Mangione: The Story Behind the Story by John H Richardson – Understanding a Criminal?
On December 5, 2024, a major newspaper ran the headline “Insurance CEO Gunned Down In Manhattan”. The report then noted that Brian Thompson was “shot in the back in Midtown Manhattan by a killer who then walked coolly away”. The murder in broad daylight was indeed both chilling and disturbing. But many Americans reacted differently: for those who had been denied health insurance or struggled with medical bills, the news felt like a release. Online platforms erupted. One post stated: “All jokes aside … no one here is the judge of who should live or perish. That’s the job of the AI algorithm the insurance company created to maximize profits on your health.”
Five days later, Luigi Mangione, a handsome, twenty-six-year-old University of Pennsylvania alumnus with a master’s in computer science, was arrested at a fast-food restaurant in Altoona, Pennsylvania. He awaits trial on criminal counts of murder, with the district attorney seeking the capital punishment. So what is his background? And what might have motivated the accused offense? These are the questions John H Richardson seeks to resolve in an inquiry that explores broader themes, too.
The Making of a Subject
A writer for a major publication, Richardson spent years researching the groups that lurk in the dark corners of the internet, writing stories about people “plagued by genuine concerns about an apocalyptic future”. To reveal “the making” of his subject, Richardson first examines Mangione’s wide-ranging book list. We learn that “[when] he was arrested, Luigi had a list of 295 books on Goodreads”. Their subject matter ranged from climate change to masculinity, along with a “emphasis on his own personal growth, both body and mind”. Additionally, Richardson sifts through his correspondence with influencers and authors as well as his many updates on digital networks. These primary sources, intended to depict a picture of Mangione, instead present him as an unclear character. Richardson tries to justify this by proposing that “Luigi’s mystery, in fact, is what gives him a little of that old trickster magic”. Here, as elsewhere, Richardson tries to frame his subject in archetypal terms.
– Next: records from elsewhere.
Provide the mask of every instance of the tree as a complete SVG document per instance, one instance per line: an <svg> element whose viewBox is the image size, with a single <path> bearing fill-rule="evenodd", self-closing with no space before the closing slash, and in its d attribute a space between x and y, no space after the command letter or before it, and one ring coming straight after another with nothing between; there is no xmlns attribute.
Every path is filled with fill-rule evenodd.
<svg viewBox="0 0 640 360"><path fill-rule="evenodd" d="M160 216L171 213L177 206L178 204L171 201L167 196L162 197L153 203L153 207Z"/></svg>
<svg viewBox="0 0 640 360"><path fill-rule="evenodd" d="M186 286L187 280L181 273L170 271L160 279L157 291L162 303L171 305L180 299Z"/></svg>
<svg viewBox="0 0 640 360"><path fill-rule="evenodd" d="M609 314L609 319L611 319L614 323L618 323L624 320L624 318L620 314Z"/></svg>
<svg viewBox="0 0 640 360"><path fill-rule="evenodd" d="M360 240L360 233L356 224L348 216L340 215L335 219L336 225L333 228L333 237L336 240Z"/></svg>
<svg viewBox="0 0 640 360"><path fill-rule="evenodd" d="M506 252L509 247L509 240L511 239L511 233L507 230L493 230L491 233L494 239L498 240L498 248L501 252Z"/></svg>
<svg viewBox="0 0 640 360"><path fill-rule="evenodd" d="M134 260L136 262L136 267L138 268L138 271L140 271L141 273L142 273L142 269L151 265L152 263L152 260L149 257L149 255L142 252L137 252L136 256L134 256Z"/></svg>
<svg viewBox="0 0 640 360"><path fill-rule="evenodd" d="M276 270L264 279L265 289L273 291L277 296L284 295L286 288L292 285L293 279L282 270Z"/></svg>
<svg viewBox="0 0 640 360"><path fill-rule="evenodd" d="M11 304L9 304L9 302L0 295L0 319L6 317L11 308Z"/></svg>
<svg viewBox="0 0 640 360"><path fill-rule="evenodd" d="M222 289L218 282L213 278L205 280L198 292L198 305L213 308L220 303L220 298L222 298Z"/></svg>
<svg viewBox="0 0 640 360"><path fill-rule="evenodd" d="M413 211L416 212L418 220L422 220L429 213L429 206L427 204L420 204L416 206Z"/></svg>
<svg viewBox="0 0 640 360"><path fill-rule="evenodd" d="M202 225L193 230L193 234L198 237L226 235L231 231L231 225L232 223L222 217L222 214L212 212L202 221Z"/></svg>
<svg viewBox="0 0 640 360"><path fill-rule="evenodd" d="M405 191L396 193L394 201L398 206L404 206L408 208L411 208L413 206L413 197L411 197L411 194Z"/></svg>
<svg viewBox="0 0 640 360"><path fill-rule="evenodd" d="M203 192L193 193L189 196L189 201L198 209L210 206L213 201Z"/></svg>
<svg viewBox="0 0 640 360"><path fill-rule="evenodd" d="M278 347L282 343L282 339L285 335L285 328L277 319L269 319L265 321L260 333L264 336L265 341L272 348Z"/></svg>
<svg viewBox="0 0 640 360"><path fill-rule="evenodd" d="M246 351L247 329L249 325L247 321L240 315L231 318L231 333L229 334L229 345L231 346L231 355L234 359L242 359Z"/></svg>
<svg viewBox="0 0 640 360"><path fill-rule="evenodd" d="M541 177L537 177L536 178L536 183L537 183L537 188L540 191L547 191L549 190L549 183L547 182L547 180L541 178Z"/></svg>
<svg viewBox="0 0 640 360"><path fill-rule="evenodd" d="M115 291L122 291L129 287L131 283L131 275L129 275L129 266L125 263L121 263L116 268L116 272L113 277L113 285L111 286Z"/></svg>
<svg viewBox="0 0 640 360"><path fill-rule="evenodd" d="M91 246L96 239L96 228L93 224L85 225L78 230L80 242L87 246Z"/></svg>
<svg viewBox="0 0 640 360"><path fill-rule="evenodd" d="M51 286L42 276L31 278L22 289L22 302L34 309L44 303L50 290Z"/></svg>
Mangione is profoundly worried about the world around him, one where ‘change is rapid whether we like it or not’
Interpreting the Incident
As for “the meaning” of the title, Richardson uses as a clue three words – “postpone”, “deny” and “remove”, etched on the bullets left behind at the crime scene. These are the terms sometimes used by medical insurers to deny coverage. He looks at the evidence Mangione had a chronic back condition, which might have provided motive for an attack, but discovers no confirmation; instead, what meaning there is seems to rest in Mangione’s philosophical dread about the world around him, one where “the pace is quickening whether we like it or not, sliding faster and faster to the edge”; a world where the consensus seems to be that AI is going to eventually either take control, or destroy us, or both.
Missing Pieces
Notably missing from the book are conversations with the principal actors. Richardson made requests, but did not anticipate time with Mangione himself. And his family stated explicitly that they had chosen not to talk to the media in prior to the trial. Another glaring gap is any significant information about the victim, Thompson, though we learn that under his leadership, from 2021 to 2023, company earnings increased by 33%.
Ambiguous Findings
By book’s end, the audience has no clear understanding of Mangione’s personality or what might have motivated his accused actions. Worse still, Richardson’s obvious sympathy for him gives the reader the disturbing feeling of having been exposed to a veiled endorsement of an targeted killing. In the book’s final lines, Richardson presents his fairytale assessment: “We’ve entered a time of fables, the insane ruler, the beast in the labyrinth and the naked leader.” In that tale “Robin Hoods come with a beautiful promise … They arrive in periods of unrest, when the people are suffering and everything is confusing anymore.”
One thing is clear: as Mangione’s legal representatives works to have accusations that could lead to the death penalty dismissed, any mention of fables, Robin Hoods, champions or villains will not be admissible as evidence in support for this handsome young man with a “jawline … and lips … out of a Caravaggio painting” facing judgment for murder.